Renato Balsadonna’s enlarged Royal Opera Chorus relished the purely musical values of their contributions, now dancingly light, now impressively sonorous.

Unfortunately this expert band of singers, for all its additional members, seemed underpowered in Saturday’s presentation of Britten’s War Requiem. What they achieved was indeed superb, but what was needed here was a sense of cataclysm against which the chamber-scored Wilfred Owen poetry could rail at the futility of it all.

This is a multi-layered work.
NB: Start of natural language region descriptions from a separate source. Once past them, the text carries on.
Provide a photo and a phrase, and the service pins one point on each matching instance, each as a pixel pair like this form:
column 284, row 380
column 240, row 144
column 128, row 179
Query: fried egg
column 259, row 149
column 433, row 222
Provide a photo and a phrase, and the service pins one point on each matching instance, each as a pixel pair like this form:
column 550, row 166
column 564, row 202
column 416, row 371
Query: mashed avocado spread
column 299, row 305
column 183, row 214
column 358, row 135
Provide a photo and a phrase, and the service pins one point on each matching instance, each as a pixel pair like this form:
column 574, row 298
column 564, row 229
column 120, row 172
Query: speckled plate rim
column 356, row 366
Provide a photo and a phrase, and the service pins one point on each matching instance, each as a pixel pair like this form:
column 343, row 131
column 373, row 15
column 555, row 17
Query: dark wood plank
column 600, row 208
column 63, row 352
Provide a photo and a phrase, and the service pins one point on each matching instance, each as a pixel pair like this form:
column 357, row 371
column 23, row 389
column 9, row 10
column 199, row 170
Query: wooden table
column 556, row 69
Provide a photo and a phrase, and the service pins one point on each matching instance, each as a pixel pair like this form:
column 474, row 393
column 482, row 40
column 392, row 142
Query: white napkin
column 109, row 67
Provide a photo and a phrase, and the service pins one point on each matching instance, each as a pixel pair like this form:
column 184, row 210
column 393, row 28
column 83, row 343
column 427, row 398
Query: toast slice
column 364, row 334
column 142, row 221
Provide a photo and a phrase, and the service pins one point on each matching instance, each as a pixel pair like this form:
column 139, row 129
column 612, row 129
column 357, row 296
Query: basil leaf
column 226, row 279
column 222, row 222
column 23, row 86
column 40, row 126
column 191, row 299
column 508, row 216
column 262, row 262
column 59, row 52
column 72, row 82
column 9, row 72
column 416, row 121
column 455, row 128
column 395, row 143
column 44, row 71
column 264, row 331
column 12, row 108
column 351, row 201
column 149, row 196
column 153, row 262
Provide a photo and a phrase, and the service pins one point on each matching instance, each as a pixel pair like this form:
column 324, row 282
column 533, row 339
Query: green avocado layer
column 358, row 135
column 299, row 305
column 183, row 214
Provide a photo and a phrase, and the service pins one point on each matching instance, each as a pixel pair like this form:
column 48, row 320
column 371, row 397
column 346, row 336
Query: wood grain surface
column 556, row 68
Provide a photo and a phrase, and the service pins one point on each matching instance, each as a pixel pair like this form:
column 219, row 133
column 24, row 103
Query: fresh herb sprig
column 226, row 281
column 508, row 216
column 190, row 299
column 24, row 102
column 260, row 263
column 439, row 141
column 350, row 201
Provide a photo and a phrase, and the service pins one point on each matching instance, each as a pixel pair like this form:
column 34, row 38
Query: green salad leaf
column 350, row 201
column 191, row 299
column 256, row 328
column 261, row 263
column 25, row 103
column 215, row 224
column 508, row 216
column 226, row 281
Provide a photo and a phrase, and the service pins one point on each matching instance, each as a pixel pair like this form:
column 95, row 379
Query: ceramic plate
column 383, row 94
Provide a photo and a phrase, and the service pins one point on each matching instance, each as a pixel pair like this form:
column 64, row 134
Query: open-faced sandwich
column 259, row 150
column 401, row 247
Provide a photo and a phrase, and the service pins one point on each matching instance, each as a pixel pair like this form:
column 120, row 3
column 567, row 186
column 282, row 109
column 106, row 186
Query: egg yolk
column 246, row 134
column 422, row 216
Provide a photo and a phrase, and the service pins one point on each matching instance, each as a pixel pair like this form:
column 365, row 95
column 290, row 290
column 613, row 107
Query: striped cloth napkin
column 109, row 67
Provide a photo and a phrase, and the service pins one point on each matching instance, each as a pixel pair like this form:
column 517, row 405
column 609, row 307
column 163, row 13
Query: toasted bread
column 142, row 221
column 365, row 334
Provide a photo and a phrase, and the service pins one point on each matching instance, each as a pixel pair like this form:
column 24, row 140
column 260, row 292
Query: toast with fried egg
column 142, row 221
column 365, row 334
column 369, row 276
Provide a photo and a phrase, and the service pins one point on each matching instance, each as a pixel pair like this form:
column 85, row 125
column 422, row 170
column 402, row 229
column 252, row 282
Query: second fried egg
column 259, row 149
Up aloft, a children’s choir (here the excellent Tiffin Boys’ Choir) carols beatifically, on the middle ground the chorus delivers the Latin liturgy alongside a soprano priestess (Emma Bell powerful, but more biting incisiveness was needed).

And on ground-level tenor and baritone (Ian Bostridge phrasing so intelligently, Simon Keenlyside cutting yet compassionate) were accompanied by an acutely alert chamber ensemble, regrettably tucked into a corner of the stage when there were empty choir-stall areas where they could have been accommodated.

The main orchestra was magnificent. I have noted before how much opera orchestras relish the exposure of a concert stage, and this was no exception.

Symphony Hall, the bonus extra performer, played its part too, allowing wonderful acoustic space for both composers’ spatial imaginations. Pity, though, about the cramped Britten chamber-players.